A abertura da 49ª Mostra ocorre na quarta-feira, 15, na Sala São Paulo, com a exibição do longa-metragem Sirât, de Oliver Laxe, vencedor do prêmio do júri do Festival de Cannes — as atrizes Stefania Gadda e Jade Oukid, que atuam na produção, estarão na sessão especial. Antes, será apresentado o curta-metragem Como Fotografar um Fantasma, do diretor e roteirista Charlie Kaufman, que estará no evento. Na cerimônia, a cineasta martinicana Euzhan Palcy receberá, em mãos, o Prêmio Humanidade. O quadrinista Mauricio de Sousa também sobe ao palco para receber o Prêmio Leon Cakoff.
O cineasta iraniano Jafar Panahi vem a São Paulo para apresentar o seu filme mais recente, Foi Apenas um Acidente, vencedor da Palma de Ouro do Festival de Cannes.
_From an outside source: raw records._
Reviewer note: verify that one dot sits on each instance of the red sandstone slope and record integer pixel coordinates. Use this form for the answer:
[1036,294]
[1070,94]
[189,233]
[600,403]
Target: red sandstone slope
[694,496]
Ele também receberá o Prêmio Humanidade e fará uma conversa com o público.
A Mostra apresenta duas ficções científicas do mexicano Guilhermo del Toro, Frankenstein, aplaudido no último Festival de Veneza, e Cronos (1992), primeiro filme do diretor para o cinema, exibido na 17ª Mostra.
Jay Kelly, do norte-americano Noah Baumbach, é o filme de encerramento da 49ª Mostra, que será exibido após a cerimônia de premiação da edição, em 30 de outubro.
Diversos filmes exibidos pela 49ª Mostra foram destaque nos principais festivais internacionais, como Sirât, de Oliver Laxe; O Som da Queda, de Mascha Schilinski; Urchin, de Harris Dickinson; Pai Mãe Irmã Irmão, de Jim Jarmusch; A Irmã Mais Nova, de Hafsia Herzi; Vida de Fantasia, de Matthew Shear; No Other Choice, de Park Chan-wook; Dracula e Kontinental ’25, de Radu Jude; A Incrível Eleanor, de Scarlett Johansson; Era uma Vez em Gaza, de Arab Nasser e Tarzan Nasser; Christy, de Brendan Canty; Cabelo, Papel, Água…, de Nicolas Graux; Feliz Aniversário, de Sarah Goher; A Sombra do Meu Pai, de Akinola Davies Jr.; Sorry, Baby, de Eva Victor; Fiume o Morte!, de Igor Bezinović; Jovens Mães, de Jean-Pierre Dardenne e Luc Dardenne; Maya, Me Dê Um Título, de Michel Gondry; Resurrection, de Bi Gan; The President’s Cake, de Hasan Hadi; O Riso e a Faca, de Pedro Pinho; Blue Moon e Nouvelle Vague, de Richard Linklater; Se Tiver Medo, Coloque o Coração na Boca e Sorria, de Marie Luise Lehner; Caracol Branco, de Elsa Kremser e Levin Peter; Atropia, de Hailey Gates; DJ Ahmet, de Georgi Unkovski; Ontem à Noite Conquistei Tebas, de Gabriel Azorín; O Lago, de Fabrice Aragno; Abaixo das Nuvens, de Gianfranco Rosi; Garça-Azul, de Sophy Romvari; Duas Estações, Dois Desconhecidos, de Sho Miyake; No Caminho, de David Pablos; Seis Dias Naquela Primavera, de Joachim Lafosse; e Verão Breve, de Nastia Korkia.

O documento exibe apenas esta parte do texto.